Eles participam da Feira da Agricultura Familiar e Turismo Rural (Feaftur) 2024, realizada pela Secretaria Estadual de Agricultura Familiar (Seaf) e Empresa Mato-Grossense de Pesquisa, Assistência e Extensão Rural (Empaer), que começou nesta quinta-feira (30.05) e segue até domingo (02.06), durante a FIT Pantanal.

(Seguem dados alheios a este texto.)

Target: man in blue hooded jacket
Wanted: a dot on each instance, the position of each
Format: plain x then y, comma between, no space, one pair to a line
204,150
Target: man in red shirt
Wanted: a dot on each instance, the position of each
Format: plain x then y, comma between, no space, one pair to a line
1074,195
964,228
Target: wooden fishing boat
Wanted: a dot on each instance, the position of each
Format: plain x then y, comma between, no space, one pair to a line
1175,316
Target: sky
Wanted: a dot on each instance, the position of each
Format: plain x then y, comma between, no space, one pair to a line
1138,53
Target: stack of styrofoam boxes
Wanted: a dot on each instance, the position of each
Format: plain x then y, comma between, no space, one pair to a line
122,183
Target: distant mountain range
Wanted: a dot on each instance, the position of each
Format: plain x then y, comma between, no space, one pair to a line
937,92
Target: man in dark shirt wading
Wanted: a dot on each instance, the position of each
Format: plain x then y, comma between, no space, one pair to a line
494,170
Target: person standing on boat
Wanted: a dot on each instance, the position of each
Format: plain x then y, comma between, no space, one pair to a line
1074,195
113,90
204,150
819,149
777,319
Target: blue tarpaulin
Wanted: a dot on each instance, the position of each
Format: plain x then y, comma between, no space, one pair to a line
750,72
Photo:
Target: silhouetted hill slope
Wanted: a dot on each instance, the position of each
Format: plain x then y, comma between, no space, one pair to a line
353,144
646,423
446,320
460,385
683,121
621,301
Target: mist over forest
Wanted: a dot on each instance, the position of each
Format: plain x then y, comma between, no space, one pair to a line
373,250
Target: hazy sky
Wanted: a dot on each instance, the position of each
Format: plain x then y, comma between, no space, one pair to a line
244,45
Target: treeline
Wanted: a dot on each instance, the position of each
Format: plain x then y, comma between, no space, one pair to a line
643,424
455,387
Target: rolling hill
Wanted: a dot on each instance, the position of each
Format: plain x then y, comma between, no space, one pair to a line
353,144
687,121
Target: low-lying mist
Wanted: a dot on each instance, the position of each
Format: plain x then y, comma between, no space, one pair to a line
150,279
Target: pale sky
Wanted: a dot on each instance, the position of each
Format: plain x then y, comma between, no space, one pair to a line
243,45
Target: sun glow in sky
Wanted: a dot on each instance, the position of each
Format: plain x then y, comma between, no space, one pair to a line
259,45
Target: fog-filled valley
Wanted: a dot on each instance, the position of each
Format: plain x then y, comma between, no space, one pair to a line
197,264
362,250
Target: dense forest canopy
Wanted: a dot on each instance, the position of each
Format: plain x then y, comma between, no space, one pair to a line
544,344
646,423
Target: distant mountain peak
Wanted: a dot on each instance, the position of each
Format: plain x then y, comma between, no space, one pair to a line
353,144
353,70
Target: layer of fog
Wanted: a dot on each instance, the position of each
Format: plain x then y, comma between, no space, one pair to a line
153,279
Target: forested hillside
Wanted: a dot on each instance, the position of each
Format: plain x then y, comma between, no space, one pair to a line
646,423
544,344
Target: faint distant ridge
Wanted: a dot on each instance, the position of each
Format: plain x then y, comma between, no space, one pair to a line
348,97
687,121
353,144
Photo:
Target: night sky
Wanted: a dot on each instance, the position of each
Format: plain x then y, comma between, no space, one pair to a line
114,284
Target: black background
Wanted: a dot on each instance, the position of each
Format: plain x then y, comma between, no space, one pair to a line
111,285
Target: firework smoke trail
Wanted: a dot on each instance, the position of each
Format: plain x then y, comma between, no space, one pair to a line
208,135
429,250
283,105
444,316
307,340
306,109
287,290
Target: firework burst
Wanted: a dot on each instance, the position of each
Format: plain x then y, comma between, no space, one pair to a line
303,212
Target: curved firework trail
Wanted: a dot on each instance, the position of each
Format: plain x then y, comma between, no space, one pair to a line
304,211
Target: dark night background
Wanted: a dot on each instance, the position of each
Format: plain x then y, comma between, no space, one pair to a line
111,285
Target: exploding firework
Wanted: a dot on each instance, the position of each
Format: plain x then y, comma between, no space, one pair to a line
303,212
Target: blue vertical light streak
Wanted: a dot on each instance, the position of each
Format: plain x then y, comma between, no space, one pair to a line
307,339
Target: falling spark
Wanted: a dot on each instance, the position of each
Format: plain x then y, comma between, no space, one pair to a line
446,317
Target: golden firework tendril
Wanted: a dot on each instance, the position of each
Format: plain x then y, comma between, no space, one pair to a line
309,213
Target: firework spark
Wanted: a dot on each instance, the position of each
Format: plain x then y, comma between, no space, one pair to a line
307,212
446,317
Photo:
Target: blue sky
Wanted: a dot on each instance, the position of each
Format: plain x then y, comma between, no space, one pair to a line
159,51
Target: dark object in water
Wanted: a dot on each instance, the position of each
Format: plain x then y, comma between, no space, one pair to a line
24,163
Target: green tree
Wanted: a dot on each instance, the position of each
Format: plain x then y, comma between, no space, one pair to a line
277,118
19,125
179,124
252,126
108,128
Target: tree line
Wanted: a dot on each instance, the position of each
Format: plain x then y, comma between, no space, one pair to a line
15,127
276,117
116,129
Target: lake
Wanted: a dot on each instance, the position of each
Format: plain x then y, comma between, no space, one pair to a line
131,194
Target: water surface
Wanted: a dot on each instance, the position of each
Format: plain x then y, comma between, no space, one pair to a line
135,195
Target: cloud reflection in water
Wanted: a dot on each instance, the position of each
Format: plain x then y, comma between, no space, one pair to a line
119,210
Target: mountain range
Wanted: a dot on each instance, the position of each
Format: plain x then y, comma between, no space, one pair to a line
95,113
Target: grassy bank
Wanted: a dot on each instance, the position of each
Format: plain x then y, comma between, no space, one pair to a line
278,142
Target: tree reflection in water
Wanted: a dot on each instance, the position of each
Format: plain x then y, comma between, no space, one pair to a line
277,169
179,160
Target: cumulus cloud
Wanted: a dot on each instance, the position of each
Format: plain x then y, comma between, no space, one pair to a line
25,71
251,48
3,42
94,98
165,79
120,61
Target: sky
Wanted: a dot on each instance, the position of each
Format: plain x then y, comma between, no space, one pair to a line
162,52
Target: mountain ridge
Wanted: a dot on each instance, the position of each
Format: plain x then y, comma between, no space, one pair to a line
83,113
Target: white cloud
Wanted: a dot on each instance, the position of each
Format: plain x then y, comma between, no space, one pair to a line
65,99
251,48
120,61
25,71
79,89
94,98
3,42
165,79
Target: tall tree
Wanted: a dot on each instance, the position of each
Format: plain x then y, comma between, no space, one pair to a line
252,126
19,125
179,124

Clodoaldo Macari e sua família produzem pequi sem espinho, uma fruta típica do Cerrado, com o uso de técnicas de enxerto em viveiro. A inovação foi destacada por Clodoaldo durante o Fórum das Cadeias de Valor da Agricultura Familiar e Turismo Rural, nesta quinta-feira.
“Estamos em Gaúcha do Norte desde 1980. Meu pai foi para lá. Gaúcha do Norte foi colonizada por sulistas e foi um período complicado. O sonho era produção agrícola em larga escala,” relembra Clodoaldo. Após enfrentar a queda nos preços das mudas de seringueira, a família encontrou no pequi uma nova oportunidade.
Através de contatos com indígenas, Clodoaldo obteve sementes de pequi sem espinho e consultou técnicos da Empaer sobre a possibilidade de enxerto.
“Pedimos sementes do pequi sem espinho para que a gente fizesse mudas para nós. Daí consultamos técnicos sobre a possibilidade de fazer enxerto. E em 2012 fiz as primeiras mudas no primeiro viveiro experimental e deu certo. Continuei fazendo um volume um pouco maior. Chegamos a um fruto com mais massa,” relata.
O pequi produzido pela família Macari não só atende ao consumo in natura, mas também apresenta diversas possibilidades comerciais. Clodoaldo cita que a produção em larga escala e ao longo do ano pode gerar renda significativa, sendo utilizado na produção de álcool etílico, na indústria cosmética e farmacêutica, além de ser transformado em ração animal e alimentos funcionais a partir de sua casca.
O mercado para o pequi está em expansão e há perspectivas de mercado de exportação, com técnicas de embalagem a vácuo e congelamento garantindo a qualidade do produto entre safras.
Municípios de Mato Grosso, como Pontal do Araguaia, Torixoréu, Querência, Canarana, Gaúcha do Norte, Ribeirão Cascalheira, São José do Xingu, Terra Nova do Norte, Cotriguaçu e São Félix do Araguaia, são exemplos de localidades que possuem plantio de pequi cultivado, fortalecendo a economia local através do extrativismo e da inovação agrícola.
Ludmila Caramori e Ana Maria de Freitas, com quem divide o espaço para a venda de queijos na feira – Foto: Pollyana Araújo/Secom-MT
Já Ludmila Caramori de Abreu se dedica à produção de laticínios voltados para intolerantes à lactose. Com uma experiência prévia na pecuária leiteira, Ludmila resolveu buscar um diferencial para se destacar no competitivo mercado de laticínios.
“Nós gostamos muito da pecuária leiteira e queríamos retornar a essa atividade. Porém, para não sermos apenas mais um produtor de queijo ou iogurte, fomos atrás de um diferencial e encontramos a genética A2-A2”, afirma.
Essa abordagem permite que todos os produtos do sítio sejam feitos com leite proveniente de animais geneticamente testados como A2-A2, um tipo de leite mais fácil de digerir para muitas pessoas com intolerância à lactose.
“Decidimos inovar para oferecer produtos que não só respeitem a tradição dos laticínios, mas que também atendam às necessidades de pessoas com restrições alimentares”, explica.
Entre os produtos fabricados, estão queijos frescos e maturados, requeijão de corte e cremoso, iogurtes naturais, doce de leite e pão de queijo, todos produzidos artesanalmente.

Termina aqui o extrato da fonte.